The designer Tom Scutt has been running a cheeky but firm online campaign for the designer – and the rest of the production team – to be credited when pictures of their work are sent out for publicity purposes.
As a journalist I can see the problems – long lists of names are never the most riveting reading. But in principle, he is absolutely right. A design for a play can make as much - or even more - impact as its starring performance or its directorial intent. Summer and Smoke, which Scutt designed at the Almeida, is clearly (from the reviews, because I haven't seen it yet) a production that owes its overall impact to a great symphonic interaction between the cast, led by Patsy Ferran, the director Rebecca Frecknall, and the entire creative team.
When I look back on productions, I often think of the set quicker than the actors
It is undoubtedly true that design has a huge effect. When I look back on certain productions, I quite often think of the set quicker than the actors. For example, it was Es Devlin's design that made The Nether a play I will always remember. More recently Bunny Christie's newspaper office mountain that dominated Ink gave the play its very particular flavour. And I love a hyper-realistic set; the sight of a fully-stocked bookshelf can make my heart leap with joy. One of the most brilliant things about Devlin's set for Girls and Boys, by Dennis Kelly, starring Carey Mulligan, was the way it so perfectly blended the abstract and the real.
I've been thinking a lot about design, as it happens, as I have trudged around the country watching Macbeths and feeling rather unhappy at the results. I know in my own mind that one of the reasons I found the National Theatre's production so difficult to warm to was that I had an almost visceral reaction to the ugliness of Rae Smith's design. It may have been integral to the post-apocalyptic mood, but it set my teeth on edge.
You often see a play or a musical before you start to hear it
Then I had an odd thing with Fly Davis. On Saturday I went to see Caroline, or Change at Hampstead Theatre and was blown away by the design: simple yet so imaginative. I thought, I love this woman. On Tuesday, I went to see Macbeth, where her design is absolutely integral to Polly Findlay's concept of the play and had very mixed feelings. I was impressed by the way that the combination of carpet and hard edges mimicked the play's unsettling combination of the private and the public. On the other hand, someone's decision to put a water cooler stage left irritated me by its crass symbolism.

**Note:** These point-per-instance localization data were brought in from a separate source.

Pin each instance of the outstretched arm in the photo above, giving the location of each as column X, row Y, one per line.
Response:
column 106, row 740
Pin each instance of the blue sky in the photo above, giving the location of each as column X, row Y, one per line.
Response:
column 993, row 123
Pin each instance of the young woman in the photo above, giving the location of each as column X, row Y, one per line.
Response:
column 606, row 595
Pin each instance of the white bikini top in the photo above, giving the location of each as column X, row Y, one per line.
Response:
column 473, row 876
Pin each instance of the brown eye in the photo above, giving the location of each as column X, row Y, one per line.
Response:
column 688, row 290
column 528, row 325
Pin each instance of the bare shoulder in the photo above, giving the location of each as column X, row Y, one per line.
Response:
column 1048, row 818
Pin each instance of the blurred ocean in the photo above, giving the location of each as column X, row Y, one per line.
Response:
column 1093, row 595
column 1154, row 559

What I really appreciated, though, was that there was in the programme, a little bit by Davis on her approach and her early sketches. It made me think about the design in a much more detailed and informed way.

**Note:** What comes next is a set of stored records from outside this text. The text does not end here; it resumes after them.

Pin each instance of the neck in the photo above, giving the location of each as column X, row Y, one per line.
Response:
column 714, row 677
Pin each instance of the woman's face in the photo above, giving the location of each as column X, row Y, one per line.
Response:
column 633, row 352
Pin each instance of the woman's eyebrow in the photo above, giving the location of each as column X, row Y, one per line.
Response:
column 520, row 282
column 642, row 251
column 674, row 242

So yes, Tom Scutt, you are absolutely right. Design is critical and we should all acknowledge it much more – in programme notes and in credits. How a thing looks intimately affects how the audiences feel about it; you often see a play or a musical before you start to hear it. The men and women who create the stage worlds which we experience deserve their full share of the applause. And, come to that, the brickbats.